Littleton Public Schools announced Wednesday that all students will move to online education starting Monday. While the virus’ spread within schools continues to be low, Superintendent Brian Ewert said in a note to families that staffing shortages, the rate of community spread and other challenges mean the district can no longer effectively host in-person classes. His concerns echo those of other school leaders who are working through similar issues.
“In the past few days, LPS has reached the tipping point in the system where in-person learning is no longer feasible,” Ewert said in his note. “I made the decision to move all LPS schools and programs to a temporary remote learning model beginning next week, possibly for the rest of the fall semester.”
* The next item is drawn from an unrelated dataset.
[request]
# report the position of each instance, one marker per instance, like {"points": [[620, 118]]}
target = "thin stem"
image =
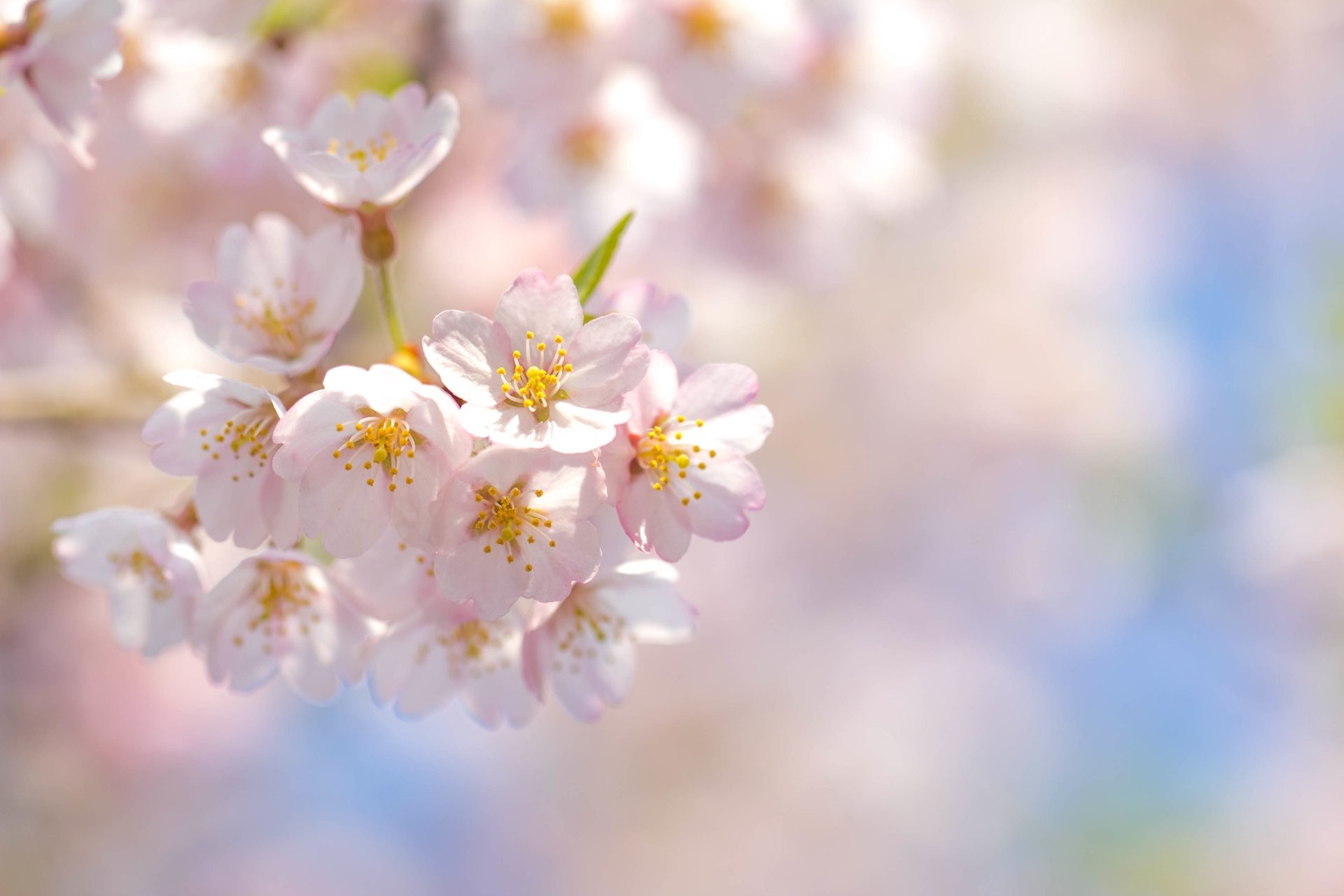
{"points": [[387, 302]]}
Teachers will use next Monday to prepare for the transition, and all students will begin learning virtually next Tuesday. Littleton is expected to remain in a remote learning format until Dec. 18, the end of the semester. Ewert said if COVID-19 conditions improve, he hopes to be able to have students and staff back in buildings for in-person learning in December at the earliest.
Meal service will continue to be available to all students, Ewert said; however, child care services at preschools or elementary schools will not.
COVID-19 infections and hospitalizations have skyrocketed across Colorado this month, prompting public health experts to call on Gov. Jared Polis to take aggressive steps to curb the spread. Conditions have also sent a ripple effect across school districts, which are increasingly opting for remote learning. One exception: Westminster Public Schools, which is planning to welcome kids back for in-person learning next Monday.
Cherry Creek School District, Aurora Public Schools, Sheridan School District No. 2, Westminster Public Schools, Adams County School District 14, and Adams 12 Five Star Schools have all implemented some form of virtual education due to the virus. Denver Public Schools, the state’s largest district, also moved most grades to remote learning.
Jeffco Public Schools and Douglas County School District are expected to make the call this week to shift some or all students to remote learning.